Report Advocates 5 Models for the Future of Public Higher Education

A new report from Deloitte Insights and Georgia Tech examines a variety of ways public university systems can become more economically efficient.

Since the high point of the Great Recession in 2008, net tuition revenue per full-time student has increased almost 38 percent. This shift in who pays for college has resulted in an increased need for colleges to show a demonstrated return on investment, according to a report from Deloitte Insights and the Georgia Tech Center for 21st Century Universities.

While two of the biggest "fixes" for higher education have focused on online delivery of learning content and vocational skills training, the report advocates for "futures" or models of higher education that will make colleges and universities more than just places to learn specific skills or a trade.

"A lot of higher education institutions are already following these models already in some form today," said Cole Clark, head of client and community outreach and relationships for Deloitte's Higher Education practice and one of the report's authors. "Our intent here is to push the envelope beyond what we see across these models and impart that they are not mutually exclusive."

The first model is the sharing university, where campuses link student and administrative services to realize efficiencies of scale and capitalize on the expertise of institutions. This model utilizes technology by moving repetitive activities to become automated or outsourced to a single institution. Examples of shared services include career services, international recruitment, academic advising, legal affairs and information security.

The second model is the entrepreneurial university, where state university systems differentiate their offerings at the institution level to align educational investments with student and state economic needs. Individual institutions would specialize in different areas such as undergraduate education, vocational training or research.

The experiential university is the third model, where work experience is deeply integrated into the curriculum. Students would spend long stretches of time in the classroom and the work world related to academic areas of study at separate intervals.

The fourth model is the subscription university, where college becomes a platform for continual learning that provides students with multiple opportunities to develop both soft and critical technical skills at any age. Under this model, students would start taking higher education classes earlier via dual enrollment programs and they would have the ability to take college courses as they see fit through their careers.

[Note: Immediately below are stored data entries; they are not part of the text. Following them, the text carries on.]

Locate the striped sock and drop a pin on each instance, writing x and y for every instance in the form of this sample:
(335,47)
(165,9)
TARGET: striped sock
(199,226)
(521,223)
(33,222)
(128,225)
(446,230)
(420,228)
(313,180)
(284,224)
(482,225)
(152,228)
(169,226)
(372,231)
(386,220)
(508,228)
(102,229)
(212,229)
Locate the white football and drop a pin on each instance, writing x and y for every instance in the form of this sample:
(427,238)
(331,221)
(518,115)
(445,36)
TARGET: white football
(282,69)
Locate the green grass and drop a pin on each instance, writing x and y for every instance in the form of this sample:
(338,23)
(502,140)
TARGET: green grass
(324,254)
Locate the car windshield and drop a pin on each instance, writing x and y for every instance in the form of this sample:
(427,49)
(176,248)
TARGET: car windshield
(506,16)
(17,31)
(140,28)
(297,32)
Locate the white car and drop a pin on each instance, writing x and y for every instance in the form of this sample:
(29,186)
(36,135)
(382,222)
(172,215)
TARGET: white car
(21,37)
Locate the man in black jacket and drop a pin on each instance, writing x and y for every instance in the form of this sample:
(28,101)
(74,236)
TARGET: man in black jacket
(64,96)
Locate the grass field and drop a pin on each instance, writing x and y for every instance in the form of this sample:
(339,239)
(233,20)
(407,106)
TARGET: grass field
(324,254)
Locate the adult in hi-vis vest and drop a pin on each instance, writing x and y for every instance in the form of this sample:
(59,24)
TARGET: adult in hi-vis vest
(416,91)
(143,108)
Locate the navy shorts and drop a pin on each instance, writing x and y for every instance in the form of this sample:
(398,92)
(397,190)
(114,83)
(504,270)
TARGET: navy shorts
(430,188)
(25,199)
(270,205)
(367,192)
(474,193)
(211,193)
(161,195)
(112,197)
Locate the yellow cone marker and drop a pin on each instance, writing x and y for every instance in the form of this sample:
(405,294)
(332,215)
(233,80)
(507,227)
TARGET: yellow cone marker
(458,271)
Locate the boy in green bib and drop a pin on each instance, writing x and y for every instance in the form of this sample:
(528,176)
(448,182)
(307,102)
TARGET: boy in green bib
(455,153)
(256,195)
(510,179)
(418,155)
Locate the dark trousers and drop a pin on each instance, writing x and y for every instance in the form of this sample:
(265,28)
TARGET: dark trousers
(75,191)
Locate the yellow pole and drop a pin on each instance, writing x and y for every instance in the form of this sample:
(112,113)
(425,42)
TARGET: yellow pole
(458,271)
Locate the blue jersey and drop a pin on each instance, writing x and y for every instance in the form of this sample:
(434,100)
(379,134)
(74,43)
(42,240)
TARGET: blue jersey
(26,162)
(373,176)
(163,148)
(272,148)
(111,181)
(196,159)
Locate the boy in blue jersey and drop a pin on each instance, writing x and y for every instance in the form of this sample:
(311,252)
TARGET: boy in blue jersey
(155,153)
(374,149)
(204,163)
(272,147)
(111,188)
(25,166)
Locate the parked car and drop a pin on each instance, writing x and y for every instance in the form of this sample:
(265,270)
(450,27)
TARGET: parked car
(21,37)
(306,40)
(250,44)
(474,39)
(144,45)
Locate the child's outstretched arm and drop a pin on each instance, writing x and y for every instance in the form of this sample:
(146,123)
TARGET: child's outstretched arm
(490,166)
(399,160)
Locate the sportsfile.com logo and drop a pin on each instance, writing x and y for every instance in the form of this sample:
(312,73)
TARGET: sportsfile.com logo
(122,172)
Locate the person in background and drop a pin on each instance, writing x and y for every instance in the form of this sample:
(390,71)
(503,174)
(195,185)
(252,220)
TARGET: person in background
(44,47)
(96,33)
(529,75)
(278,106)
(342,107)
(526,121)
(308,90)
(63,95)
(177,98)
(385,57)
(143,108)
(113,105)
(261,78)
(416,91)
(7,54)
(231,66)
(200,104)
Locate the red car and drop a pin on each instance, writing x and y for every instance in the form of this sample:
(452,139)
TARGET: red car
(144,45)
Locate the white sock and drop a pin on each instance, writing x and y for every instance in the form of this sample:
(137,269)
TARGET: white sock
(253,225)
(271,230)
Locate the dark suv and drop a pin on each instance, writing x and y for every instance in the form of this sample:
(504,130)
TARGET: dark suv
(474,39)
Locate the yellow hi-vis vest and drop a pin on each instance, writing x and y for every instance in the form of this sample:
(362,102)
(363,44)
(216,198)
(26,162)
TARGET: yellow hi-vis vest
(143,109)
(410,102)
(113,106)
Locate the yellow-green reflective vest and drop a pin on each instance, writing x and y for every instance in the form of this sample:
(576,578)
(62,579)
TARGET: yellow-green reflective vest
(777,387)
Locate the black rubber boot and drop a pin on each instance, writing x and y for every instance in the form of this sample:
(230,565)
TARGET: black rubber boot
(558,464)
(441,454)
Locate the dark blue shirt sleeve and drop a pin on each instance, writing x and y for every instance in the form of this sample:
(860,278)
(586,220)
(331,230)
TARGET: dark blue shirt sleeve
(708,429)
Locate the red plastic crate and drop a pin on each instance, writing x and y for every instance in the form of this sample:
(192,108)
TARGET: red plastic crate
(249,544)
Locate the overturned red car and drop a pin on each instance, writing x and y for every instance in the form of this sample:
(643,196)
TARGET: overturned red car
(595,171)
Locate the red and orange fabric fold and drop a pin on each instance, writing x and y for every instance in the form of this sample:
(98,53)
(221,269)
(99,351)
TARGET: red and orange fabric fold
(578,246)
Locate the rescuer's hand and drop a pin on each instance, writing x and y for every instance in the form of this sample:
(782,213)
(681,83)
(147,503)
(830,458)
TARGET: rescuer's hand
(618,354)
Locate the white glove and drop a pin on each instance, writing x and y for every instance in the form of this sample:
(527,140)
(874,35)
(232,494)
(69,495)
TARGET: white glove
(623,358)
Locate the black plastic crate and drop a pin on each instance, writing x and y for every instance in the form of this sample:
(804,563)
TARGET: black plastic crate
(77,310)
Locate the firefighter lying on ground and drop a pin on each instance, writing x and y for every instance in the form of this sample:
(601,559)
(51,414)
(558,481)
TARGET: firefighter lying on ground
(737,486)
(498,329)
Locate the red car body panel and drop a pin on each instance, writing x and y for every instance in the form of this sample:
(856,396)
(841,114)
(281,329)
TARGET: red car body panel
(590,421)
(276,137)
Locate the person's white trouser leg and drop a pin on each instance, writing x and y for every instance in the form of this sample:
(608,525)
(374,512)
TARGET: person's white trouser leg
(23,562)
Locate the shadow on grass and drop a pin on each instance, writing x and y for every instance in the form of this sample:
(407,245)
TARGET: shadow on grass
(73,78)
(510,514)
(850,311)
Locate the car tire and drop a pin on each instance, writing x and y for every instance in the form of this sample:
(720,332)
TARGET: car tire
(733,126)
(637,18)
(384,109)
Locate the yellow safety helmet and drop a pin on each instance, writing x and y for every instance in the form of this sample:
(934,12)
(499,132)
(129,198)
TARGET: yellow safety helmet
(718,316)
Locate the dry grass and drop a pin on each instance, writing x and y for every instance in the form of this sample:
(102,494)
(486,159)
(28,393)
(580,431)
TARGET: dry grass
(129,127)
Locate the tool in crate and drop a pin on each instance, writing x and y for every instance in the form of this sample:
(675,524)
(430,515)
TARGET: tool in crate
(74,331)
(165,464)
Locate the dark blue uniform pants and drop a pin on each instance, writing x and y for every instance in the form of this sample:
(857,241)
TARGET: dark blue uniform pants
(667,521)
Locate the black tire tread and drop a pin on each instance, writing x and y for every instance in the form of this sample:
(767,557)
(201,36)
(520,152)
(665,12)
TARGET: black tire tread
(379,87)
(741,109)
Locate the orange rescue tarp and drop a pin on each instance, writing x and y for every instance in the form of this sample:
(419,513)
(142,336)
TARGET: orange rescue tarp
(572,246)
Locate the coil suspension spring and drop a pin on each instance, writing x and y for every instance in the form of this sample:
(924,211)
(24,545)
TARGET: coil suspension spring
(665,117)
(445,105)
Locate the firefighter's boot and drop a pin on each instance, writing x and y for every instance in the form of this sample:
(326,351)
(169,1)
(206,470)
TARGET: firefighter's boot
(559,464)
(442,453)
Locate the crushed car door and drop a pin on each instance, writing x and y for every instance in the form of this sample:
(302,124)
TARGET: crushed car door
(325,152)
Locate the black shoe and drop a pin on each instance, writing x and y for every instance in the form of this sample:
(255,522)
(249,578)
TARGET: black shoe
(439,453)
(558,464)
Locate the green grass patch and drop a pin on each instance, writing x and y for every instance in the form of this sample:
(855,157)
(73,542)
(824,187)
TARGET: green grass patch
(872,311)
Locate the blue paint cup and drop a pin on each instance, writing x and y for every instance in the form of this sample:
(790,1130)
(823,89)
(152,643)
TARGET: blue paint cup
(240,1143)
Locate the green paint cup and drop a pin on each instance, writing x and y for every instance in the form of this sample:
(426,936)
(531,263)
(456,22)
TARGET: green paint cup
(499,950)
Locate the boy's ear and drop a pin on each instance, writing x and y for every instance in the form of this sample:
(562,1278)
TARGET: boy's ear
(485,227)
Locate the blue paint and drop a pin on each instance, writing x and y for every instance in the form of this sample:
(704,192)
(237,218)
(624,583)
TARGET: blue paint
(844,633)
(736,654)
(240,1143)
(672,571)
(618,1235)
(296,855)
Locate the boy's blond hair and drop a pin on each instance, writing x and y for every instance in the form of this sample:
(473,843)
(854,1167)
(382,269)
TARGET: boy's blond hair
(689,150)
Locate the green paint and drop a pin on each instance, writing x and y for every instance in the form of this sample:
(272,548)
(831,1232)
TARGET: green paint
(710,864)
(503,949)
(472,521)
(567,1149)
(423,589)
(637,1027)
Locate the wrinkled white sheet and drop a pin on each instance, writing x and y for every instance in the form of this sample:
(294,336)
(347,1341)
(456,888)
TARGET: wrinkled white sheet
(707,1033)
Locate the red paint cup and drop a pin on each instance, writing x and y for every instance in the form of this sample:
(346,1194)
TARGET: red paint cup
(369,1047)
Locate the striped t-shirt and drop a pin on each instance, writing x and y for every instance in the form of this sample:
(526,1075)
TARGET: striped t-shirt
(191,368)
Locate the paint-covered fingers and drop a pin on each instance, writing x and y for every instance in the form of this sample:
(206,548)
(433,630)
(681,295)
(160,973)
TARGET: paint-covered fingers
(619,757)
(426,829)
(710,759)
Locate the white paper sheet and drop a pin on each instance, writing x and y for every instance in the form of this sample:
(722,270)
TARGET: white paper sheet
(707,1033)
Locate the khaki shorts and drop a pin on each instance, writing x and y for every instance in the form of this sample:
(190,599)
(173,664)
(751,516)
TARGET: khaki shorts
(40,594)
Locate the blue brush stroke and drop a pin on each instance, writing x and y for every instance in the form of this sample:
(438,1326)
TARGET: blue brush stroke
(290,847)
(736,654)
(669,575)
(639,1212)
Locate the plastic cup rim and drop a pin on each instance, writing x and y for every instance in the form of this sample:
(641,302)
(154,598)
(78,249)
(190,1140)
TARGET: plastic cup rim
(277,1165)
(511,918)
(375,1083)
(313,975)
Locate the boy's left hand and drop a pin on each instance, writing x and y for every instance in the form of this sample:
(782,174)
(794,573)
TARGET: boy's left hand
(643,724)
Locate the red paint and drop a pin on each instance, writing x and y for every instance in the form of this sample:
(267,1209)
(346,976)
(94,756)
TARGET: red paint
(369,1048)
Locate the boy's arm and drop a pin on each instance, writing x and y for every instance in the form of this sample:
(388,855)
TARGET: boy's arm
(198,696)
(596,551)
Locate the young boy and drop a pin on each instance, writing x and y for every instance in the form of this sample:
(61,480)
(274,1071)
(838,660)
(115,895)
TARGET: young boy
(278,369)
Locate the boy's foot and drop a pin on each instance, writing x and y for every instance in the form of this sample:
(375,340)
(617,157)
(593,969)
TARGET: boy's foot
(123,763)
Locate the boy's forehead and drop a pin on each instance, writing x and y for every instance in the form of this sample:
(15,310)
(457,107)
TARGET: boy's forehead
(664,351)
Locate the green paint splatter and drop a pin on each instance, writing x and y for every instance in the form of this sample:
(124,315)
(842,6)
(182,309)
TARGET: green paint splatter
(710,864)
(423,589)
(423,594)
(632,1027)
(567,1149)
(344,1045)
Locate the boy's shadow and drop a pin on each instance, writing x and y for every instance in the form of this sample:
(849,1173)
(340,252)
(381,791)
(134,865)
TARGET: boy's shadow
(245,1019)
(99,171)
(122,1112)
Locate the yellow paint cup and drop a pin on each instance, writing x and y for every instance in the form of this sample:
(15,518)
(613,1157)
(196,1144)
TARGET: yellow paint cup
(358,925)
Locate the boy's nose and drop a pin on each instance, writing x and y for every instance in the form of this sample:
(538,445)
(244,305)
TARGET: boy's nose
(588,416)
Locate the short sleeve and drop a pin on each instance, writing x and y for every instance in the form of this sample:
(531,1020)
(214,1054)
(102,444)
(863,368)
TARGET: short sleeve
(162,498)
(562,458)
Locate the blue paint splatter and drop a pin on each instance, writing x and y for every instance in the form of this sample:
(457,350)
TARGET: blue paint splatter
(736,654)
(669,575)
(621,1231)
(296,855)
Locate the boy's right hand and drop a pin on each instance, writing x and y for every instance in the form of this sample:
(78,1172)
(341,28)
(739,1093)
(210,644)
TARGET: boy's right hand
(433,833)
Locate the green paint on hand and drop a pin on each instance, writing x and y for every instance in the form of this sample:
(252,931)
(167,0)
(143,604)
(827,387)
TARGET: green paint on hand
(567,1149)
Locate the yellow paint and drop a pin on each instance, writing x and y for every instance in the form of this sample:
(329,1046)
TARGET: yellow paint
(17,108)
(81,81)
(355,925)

The partnership university is the last model, where state legislatures extend the annual budgeting cycle for state university systems across a window of several years. This makes it easier for institutions to plan and make strategic investments.

In order to make these changes happen, the report recommends the following:

  • Effective leadership from state legislators, university system leadership, boards and institutional leaders to drive change;
  • A new focus for the university system office, moving from reporting and compliance to helping to define and measure success by establishing common data structures across the system;
  • An institutional culture that puts the needs of students at the center;
  • New financial models and incentives with analysis needed to rethink how to allocate revenues and costs across the system; and
  • Clear and frequent communication with stakeholders and leadership.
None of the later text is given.